Ainsi, la définition du syndrome de Prader-Willi contenait des éléments considérés comme indispensables pour le diagnostic, comme un retard mental ou une petite taille. Mais maintenant que l'on connaît les causes moléculaires du syndrome de Prader-Willi (unidisomie maternelle du chromosome 15, délétion paternelle de la région proximale du chromosome 15 ou mutation du centre d'empreinte parentale de ce chromosome), on peut rencontrer des enfants Prader-Willi d'intelligence normale ou de taille normale (même s'ils ne sont pas fréquents). On a remplacé insidieusement la définition de la maladie à partir d'un ensemble de caractères cliniques, par l'anomalie moléculaire (peut-être parce qu'il s'agit de la cause de la maladie).
Cette perversion de la définition d'une entité clinique (" s'il n'y a pas la mutation ce n'est pas la maladie… ") a des conséquences négatives lorsque la recherche de la mutation est difficile. On ne trouve pas toujours d'anomalies moléculaires dans les régions testées. La mutation peut se situer juste à côté de la région explorée. Les malades de disposent pas de diagnostic et, de ce fait, ils subissent des explorations inutiles. Ils éprouvent un sentiment d'incertitude, difficile à vivre, pensant que la connaissance de l'anomalie moléculaire ne peut que leur être utile. Ce n'est pourtant pas toujours le cas. La révélation de l'anomalie peut être perçue comme une condamnation.

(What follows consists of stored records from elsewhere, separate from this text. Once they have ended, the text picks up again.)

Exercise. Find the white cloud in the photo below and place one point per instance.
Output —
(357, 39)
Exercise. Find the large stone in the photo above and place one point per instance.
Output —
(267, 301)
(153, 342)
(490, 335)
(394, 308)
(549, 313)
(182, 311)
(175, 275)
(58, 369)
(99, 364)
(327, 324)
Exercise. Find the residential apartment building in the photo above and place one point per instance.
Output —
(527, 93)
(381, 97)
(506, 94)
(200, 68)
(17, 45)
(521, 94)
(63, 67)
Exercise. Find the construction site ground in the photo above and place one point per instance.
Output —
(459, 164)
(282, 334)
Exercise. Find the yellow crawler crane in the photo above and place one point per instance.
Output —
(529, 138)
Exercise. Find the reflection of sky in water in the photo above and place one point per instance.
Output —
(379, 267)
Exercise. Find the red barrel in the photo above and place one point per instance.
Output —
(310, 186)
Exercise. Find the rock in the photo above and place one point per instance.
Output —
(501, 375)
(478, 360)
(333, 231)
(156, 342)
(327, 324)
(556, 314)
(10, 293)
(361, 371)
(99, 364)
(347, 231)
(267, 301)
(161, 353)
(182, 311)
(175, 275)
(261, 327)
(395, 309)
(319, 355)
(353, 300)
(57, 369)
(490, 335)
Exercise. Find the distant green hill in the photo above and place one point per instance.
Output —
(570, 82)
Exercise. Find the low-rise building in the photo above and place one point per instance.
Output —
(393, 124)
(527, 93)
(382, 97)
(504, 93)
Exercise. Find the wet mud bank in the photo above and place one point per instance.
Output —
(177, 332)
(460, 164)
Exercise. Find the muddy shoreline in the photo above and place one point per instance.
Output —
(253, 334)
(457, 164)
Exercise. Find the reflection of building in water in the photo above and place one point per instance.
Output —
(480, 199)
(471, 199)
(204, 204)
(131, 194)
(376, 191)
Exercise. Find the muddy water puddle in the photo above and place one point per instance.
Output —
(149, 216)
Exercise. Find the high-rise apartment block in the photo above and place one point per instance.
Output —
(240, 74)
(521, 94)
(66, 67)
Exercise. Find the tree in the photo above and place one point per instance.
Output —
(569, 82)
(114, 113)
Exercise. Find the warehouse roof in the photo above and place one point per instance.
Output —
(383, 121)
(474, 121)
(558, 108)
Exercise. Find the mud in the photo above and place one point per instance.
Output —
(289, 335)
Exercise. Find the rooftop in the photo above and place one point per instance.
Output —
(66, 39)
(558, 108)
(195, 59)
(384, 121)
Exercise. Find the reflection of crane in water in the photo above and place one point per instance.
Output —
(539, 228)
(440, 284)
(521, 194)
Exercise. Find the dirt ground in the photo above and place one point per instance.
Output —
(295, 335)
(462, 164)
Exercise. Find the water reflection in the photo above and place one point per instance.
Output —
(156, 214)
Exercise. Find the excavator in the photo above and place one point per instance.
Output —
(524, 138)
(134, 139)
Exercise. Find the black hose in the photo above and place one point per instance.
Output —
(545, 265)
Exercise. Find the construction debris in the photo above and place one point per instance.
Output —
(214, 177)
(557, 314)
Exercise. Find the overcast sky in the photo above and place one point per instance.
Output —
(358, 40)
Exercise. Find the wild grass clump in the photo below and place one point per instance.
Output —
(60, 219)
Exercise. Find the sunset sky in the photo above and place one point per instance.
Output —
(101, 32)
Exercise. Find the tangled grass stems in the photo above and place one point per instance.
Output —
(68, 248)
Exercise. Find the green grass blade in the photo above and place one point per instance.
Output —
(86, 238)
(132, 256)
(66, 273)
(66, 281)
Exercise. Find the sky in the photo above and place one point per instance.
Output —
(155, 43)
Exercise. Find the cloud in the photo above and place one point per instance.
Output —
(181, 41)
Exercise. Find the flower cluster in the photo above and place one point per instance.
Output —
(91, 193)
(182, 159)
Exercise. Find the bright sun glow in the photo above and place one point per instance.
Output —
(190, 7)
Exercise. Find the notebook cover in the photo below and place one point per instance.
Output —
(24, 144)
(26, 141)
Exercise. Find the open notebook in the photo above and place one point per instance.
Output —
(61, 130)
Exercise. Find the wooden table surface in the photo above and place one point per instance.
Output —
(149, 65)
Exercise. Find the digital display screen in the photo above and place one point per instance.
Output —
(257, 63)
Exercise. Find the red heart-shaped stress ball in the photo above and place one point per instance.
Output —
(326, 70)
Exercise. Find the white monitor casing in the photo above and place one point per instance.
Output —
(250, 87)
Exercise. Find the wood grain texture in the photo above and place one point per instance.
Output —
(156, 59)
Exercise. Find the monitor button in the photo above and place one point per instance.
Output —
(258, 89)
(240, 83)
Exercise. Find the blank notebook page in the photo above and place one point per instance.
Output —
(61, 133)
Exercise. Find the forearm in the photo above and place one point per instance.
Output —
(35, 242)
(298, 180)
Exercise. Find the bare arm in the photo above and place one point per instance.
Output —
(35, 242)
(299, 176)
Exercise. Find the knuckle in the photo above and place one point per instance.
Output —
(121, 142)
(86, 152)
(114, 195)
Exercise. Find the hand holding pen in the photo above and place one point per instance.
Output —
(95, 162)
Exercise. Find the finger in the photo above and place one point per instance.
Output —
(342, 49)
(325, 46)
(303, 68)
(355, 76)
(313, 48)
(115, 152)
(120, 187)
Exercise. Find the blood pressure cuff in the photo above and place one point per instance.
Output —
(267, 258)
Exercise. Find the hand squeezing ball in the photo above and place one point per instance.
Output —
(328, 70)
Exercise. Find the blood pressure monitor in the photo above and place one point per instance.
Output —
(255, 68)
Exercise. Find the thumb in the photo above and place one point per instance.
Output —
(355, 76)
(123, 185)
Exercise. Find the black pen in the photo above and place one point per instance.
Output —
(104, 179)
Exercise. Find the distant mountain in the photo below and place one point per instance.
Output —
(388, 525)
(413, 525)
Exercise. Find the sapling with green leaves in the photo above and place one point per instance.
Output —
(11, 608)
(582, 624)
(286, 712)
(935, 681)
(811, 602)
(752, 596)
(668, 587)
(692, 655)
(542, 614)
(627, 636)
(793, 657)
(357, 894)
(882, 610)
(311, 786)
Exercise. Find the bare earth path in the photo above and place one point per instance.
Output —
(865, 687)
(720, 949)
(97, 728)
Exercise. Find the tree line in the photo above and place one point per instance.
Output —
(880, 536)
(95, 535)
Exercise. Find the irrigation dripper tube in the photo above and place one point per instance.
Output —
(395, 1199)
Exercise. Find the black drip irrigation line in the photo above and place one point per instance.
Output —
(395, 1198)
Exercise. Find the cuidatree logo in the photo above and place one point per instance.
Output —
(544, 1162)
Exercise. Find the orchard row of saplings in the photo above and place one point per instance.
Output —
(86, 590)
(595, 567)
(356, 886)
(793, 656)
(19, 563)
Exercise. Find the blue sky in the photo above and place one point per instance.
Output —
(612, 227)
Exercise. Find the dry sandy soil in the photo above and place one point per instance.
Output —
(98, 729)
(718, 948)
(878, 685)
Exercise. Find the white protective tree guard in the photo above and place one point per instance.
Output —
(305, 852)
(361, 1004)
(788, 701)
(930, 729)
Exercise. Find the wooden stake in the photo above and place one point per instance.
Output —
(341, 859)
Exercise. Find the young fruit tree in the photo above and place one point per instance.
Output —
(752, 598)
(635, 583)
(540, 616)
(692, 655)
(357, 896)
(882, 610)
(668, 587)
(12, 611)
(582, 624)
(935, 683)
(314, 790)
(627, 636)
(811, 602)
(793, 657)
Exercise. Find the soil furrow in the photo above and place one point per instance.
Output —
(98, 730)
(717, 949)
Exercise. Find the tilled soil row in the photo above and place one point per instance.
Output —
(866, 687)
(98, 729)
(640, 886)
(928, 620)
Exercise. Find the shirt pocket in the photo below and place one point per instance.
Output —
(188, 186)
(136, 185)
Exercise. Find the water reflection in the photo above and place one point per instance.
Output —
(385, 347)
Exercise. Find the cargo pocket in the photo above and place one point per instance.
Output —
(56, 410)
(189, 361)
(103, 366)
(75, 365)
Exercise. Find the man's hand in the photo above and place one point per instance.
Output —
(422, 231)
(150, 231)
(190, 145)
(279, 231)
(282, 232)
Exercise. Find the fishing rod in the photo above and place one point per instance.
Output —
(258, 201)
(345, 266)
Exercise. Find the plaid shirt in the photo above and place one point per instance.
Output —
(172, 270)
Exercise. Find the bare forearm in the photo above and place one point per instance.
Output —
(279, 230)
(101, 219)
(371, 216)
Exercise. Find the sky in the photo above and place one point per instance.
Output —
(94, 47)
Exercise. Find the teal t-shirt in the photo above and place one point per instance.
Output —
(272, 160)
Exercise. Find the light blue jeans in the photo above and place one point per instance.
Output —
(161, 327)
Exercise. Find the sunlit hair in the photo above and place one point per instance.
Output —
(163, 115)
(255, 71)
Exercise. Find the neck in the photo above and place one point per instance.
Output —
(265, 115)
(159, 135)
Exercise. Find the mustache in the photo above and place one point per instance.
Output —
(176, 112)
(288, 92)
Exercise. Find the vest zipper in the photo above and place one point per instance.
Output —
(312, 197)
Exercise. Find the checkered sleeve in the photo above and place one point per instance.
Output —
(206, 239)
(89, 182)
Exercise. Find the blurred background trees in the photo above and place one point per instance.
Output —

La confirmation du diagnostic clinique par l'analyse moléculaire est souvent mal perçue par les malades Ils y voient comme la signature d'une tâche irréversible, la preuve qu'une mauvaise fée s'est penchée sur le berceau. Parce qu'il n'est pas modifiable, notre héritage génétique est associé à l'idée d'irréversibilité et donc de déterminisme. Lorsque l'héritage génétique remplace l'image du destin fixé à la naissance, les tests génétiques deviennent les équivalents de la divination et prennent de ce fait un caractère magique. Le nombre de marqueurs génétiques de prédisposition aux maladies augmente rapidement. Ces marqueurs sont promis à un bel avenir, même si en pratique leur mauvaise est à l'origine de pathologie induite qui ne peut qu'être source de confusion et d'anxiété.
En réalité, ce n'est pas la mutation qui rend malade mais ses conséquences qui peuvent être sensibles à une prévention ou à un traitement. Le cas de la phénylcétonurie est un exemple classique de maladie génétique dont on ne peut corriger les mutations, tout en disposant des moyens d'en prévenir les conséquences.
Les plus fréquentes des affections génétiques (comme le diabète de type 2, touchant 7 % de la population) résultent des conséquences d'un mode de vie sur un terrain génétique (par exemple : alimentation et exercice).
Nos gènes ne dépendent pas de nous. Ils sont constitutifs de notre nature. Toutefois, les choix que nous pouvons faire relèvent de nos responsabilités.